Aaron Cohen Associates, LTD applies this concept on both small- and large-scale library projects. We follow the following steps to determine the existing conditions of a library and its future needs:
- Discover: We provide workshops on library planning, engaging stakeholders in a series of workshops. We study the potential for positive change and seek to understand the culture and character of the library. Our questions help reveal the present state and the future potential.
- Dream: Our plans start as a bubble diagram suggesting proximity and relative sizes of areas. What gives life to this area? What functions need to be adjacent? How much space should be allowed for different services?
- Design: Library plans will show the footprint: the area that the library occupies on the site. Some architects will show book stacks, tables, chairs and staff work equipment at this stage. We call these program tests.

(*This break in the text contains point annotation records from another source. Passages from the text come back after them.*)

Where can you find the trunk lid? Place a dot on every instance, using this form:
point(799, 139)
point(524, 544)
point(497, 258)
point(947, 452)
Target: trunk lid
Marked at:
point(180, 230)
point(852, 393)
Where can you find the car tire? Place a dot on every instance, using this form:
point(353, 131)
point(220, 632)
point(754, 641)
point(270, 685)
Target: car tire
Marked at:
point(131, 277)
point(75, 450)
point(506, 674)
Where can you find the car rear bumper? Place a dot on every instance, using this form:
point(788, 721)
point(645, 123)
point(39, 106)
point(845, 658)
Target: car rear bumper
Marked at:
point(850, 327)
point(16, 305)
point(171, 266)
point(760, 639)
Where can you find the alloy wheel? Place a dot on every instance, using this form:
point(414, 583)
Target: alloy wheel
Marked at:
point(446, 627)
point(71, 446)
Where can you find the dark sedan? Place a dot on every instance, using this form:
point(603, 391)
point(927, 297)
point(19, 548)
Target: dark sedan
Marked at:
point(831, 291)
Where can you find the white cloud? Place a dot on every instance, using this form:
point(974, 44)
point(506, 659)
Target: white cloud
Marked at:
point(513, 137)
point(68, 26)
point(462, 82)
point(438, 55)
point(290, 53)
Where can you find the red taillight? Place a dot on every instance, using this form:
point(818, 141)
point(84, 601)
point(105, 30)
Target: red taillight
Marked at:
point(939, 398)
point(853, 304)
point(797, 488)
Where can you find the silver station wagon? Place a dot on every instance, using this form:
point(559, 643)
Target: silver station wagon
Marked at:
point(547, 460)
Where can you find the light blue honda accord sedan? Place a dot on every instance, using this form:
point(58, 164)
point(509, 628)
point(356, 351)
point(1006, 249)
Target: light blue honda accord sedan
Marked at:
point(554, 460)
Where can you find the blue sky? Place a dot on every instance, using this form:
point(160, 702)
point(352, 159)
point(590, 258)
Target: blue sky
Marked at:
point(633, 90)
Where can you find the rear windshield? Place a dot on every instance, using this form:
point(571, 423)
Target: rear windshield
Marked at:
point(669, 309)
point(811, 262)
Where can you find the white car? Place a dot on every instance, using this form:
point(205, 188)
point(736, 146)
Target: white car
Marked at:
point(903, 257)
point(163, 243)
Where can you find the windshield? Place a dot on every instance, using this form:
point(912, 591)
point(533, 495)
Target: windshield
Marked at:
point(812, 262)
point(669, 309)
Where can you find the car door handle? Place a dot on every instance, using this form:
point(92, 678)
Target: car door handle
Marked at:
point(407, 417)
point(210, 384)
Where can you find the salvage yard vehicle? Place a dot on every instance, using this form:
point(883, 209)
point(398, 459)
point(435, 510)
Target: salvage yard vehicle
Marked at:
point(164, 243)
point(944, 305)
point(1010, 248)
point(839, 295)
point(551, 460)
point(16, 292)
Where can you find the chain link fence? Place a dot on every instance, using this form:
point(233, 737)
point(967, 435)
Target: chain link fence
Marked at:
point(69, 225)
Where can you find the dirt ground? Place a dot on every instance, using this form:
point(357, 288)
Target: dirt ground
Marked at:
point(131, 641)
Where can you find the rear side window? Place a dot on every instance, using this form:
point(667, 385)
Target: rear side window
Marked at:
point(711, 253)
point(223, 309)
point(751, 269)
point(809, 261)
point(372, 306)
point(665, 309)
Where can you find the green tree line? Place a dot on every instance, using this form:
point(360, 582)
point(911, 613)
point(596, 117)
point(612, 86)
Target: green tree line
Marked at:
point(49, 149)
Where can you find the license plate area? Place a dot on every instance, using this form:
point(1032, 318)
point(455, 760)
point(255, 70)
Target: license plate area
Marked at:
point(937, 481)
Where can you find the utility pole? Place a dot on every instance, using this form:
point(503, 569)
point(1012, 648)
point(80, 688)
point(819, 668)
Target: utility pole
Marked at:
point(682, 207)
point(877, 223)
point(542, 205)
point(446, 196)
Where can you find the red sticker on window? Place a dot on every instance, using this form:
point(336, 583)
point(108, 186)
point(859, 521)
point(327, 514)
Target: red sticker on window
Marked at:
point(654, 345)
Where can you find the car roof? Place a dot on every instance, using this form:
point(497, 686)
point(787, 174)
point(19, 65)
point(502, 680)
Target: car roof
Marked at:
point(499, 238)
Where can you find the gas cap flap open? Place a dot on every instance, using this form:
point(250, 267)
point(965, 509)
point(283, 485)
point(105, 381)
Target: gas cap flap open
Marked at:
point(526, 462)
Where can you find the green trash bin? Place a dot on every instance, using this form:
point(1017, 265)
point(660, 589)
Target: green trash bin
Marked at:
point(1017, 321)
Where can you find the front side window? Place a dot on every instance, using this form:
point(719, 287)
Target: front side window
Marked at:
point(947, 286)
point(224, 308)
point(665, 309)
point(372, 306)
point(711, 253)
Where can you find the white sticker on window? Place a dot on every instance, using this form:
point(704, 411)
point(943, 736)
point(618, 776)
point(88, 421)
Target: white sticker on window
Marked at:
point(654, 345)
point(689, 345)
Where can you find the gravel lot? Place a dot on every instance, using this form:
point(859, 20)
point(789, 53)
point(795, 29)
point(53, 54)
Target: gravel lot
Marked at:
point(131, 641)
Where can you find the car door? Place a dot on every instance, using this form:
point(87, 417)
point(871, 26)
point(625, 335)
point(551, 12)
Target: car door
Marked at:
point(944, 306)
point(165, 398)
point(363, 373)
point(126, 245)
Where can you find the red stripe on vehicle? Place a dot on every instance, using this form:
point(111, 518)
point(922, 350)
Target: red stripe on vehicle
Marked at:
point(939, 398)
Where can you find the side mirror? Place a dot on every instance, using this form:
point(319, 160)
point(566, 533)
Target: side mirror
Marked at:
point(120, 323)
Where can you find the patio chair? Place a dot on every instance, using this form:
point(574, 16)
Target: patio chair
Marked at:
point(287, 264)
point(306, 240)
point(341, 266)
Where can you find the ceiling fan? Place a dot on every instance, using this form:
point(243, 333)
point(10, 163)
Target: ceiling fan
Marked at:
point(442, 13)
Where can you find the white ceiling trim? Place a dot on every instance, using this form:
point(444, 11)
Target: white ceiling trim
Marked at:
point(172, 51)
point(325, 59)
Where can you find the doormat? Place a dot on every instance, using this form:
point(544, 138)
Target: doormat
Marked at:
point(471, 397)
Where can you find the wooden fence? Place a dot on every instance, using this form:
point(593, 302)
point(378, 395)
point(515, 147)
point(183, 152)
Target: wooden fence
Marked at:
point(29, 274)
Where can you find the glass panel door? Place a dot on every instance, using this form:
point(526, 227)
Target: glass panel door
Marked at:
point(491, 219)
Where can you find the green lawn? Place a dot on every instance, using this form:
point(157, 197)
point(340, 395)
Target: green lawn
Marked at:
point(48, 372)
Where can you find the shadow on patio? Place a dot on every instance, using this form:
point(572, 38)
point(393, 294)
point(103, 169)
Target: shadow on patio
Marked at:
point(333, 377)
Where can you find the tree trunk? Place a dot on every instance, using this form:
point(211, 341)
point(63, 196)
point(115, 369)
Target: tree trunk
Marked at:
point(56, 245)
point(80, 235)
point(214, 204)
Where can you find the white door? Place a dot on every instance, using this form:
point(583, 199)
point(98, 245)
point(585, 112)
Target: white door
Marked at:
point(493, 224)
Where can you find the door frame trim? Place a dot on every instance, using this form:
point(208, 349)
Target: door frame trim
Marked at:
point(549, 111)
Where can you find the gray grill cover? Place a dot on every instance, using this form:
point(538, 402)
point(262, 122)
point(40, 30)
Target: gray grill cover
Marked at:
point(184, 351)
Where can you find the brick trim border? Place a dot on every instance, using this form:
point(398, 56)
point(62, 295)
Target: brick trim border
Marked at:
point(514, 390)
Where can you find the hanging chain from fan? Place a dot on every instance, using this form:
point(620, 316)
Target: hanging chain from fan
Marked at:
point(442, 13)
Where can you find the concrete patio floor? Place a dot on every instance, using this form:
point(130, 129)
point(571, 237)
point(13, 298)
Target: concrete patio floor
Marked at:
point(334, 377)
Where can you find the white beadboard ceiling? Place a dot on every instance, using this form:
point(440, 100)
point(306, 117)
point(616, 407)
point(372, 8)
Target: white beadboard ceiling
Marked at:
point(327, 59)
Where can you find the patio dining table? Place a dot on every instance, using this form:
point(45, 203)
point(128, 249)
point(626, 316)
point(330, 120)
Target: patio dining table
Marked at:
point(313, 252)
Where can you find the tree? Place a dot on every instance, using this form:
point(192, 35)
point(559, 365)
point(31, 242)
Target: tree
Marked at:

- Deliver: A Library Service Planis a vital planning tool. Ideally, each piece of furniture and equipment is drawn on the plan in an early phase, since shapes of functional areas are often set at this stage. Capacities for books and seating in each functional area is calculated and approved by the library director, staff, administration, etc.
Here are some sample questions to ask when reviewing a plan:
- When users enter the library, can they understand the layout?
- What are the strengths of the space?
- Are books visible and arranged in a clear and simple order?
- What are the existing conditions? What works?
- Are functions arranged so that you walk through the noisy area to the quiet area?
- What is the best part of the library?